Quali vite meritano di essere salvate? Qual è il valore, oggi, di una vita umana? La politica migratoria dell’Unione Europea e dei suoi stati membri assomiglia sempre più a quello che la filosofa Judith Butler chiama piano di guerra, piuttosto che una strutturata gestione dei flussi migratori. Una situazione che divide tra vite umane che devono essere considerate tali e vite da cui si può prescindere, anzi che danno fastidio.

Le basi sulle quali è costruita l’Unione Europea sono libertà di circolazione e nazionalità europea, il che dovrebbe garantire il diritto di ogni persona comunitaria ad essere trattata come tale alle frontiere. Invece non è così: per tutti l’Unione Europea si sta trasformando in una fortezza, che stabilisce quale vita ha dignità e quale no in base al reddito e alla nazionalità, vite usa e getta a cui voltare le spalle a seconda della categoria.

Con il passare del tempo cambiano metodi e modi di classificazione, ma sempre più avviene una distinzione tra persone di prima e di seconda classe. E non più solo quando si parla cittadini extracomunitari.

Le migrazioni nell’Unione Europea: vite di prima e di seconda classe

Lucio, cittadino italiano residente a Bruxelles, nel 2014 riceve dal governo belga un ordine di espulsione. Nel documento, Lucio viene definito come “persona senza nessuna possibilità di trovare lavoro”. Questa pratica del governo di Bruxelles di espellere cittadini italiani, bulgari, spagnoli, rumeni viola la Carta dei diritti fondamentali dell’Ue e la Direttiva Europea 2004/38 sulla Libera Circolazione. L’espulsione prevede il divieto di tornare nel dato paese, discrimina per nazionalità e avviene spesso in seguito ad una richiesta di aiuto all’assistenza sociale.

Il caso belga non è purtroppo isolato: Inghilterra, Francia e Germania stanno seguendo la stessa logica, applicando provvedimenti restrittivi alla libertà di circolazione in Europa anche per cittadini comunitari. In Germania nel 2014 è stata approvata una legge che prevede la perdita del diritto di residenza nel caso in cui non si trovi lavoro in sei mesi. Per reagire a questo restrizione della libertà di circolazione nell’Unione Europea sono nati movimenti come People in Movement in Germania e Europe4People in Belgio, che si vanno ad aggiungere a soggetti come 15M Bruxelles e Marea Granata che hanno iniziato a trattare queste problematiche.

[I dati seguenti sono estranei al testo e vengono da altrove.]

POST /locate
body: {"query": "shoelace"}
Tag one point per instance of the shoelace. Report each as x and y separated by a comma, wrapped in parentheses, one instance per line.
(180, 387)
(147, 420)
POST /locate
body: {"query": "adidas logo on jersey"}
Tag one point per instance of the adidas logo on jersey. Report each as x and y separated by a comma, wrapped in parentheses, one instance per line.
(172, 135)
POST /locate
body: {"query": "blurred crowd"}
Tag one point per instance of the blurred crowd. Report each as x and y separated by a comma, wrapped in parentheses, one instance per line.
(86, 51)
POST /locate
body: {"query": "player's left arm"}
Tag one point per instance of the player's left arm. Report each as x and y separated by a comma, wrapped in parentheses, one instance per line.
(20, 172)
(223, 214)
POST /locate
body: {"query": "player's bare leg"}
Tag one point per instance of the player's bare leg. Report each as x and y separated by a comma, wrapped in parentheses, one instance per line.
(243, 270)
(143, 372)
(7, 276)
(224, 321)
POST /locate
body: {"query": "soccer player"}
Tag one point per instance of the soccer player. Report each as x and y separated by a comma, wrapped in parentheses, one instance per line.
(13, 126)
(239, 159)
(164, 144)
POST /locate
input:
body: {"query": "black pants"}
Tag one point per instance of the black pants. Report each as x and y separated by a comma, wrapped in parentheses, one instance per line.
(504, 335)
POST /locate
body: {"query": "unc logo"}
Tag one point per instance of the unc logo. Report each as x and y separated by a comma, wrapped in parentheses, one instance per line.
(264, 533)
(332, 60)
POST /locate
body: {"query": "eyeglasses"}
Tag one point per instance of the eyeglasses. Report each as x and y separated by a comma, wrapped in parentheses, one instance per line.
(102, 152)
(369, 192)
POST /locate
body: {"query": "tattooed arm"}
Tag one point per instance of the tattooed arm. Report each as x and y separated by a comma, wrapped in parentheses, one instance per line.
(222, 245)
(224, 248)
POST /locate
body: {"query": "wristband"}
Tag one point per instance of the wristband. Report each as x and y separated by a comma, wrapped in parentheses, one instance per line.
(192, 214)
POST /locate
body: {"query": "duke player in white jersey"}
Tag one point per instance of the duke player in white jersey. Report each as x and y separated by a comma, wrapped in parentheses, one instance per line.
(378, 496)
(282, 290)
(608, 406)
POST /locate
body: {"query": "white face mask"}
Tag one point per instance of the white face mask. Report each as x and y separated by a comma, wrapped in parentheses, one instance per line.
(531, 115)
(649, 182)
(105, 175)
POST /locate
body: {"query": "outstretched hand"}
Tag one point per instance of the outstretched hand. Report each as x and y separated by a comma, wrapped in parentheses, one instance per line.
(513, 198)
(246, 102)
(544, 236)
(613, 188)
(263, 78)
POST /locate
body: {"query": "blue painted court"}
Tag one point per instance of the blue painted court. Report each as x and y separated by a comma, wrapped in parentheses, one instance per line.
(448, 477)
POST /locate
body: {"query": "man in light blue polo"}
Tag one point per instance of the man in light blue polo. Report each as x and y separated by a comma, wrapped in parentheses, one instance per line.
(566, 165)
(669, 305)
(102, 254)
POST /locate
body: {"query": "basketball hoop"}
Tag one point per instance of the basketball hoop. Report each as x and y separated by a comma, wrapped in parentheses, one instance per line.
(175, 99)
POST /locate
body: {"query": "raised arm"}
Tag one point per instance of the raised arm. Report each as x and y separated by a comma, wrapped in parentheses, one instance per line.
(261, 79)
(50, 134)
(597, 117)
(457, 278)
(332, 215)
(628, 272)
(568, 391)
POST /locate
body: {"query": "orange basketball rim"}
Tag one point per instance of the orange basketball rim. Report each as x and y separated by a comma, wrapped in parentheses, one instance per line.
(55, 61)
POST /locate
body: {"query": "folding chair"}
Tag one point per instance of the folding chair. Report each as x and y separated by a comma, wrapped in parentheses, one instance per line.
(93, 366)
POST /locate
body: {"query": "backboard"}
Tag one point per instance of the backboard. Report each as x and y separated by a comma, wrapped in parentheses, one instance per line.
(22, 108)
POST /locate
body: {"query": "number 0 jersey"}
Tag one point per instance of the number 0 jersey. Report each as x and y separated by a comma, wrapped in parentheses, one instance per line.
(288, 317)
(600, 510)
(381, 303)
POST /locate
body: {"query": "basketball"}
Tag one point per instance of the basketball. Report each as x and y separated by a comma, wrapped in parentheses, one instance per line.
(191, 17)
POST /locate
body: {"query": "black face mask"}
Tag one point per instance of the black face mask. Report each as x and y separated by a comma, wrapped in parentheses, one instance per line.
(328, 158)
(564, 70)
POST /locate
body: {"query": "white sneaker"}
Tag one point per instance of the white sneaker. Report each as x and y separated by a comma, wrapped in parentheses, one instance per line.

Nell’aprile del 2014 15M Bruxelles ha presentato una petizione al Parlamento Europeo denunciando la violazione della Direttiva Europea 2004/38 da parte della legge belga e il 30 marzo 2015 il movimento si è riunito insieme a Marea Granate e vari europarlamentari per far conoscere loro questa tematica. Il Parlamento Europeo ha recepito la petizione dei movimenti, vedremo quali saranno i risultati.

Cosa accade quando una persona viene espulsa?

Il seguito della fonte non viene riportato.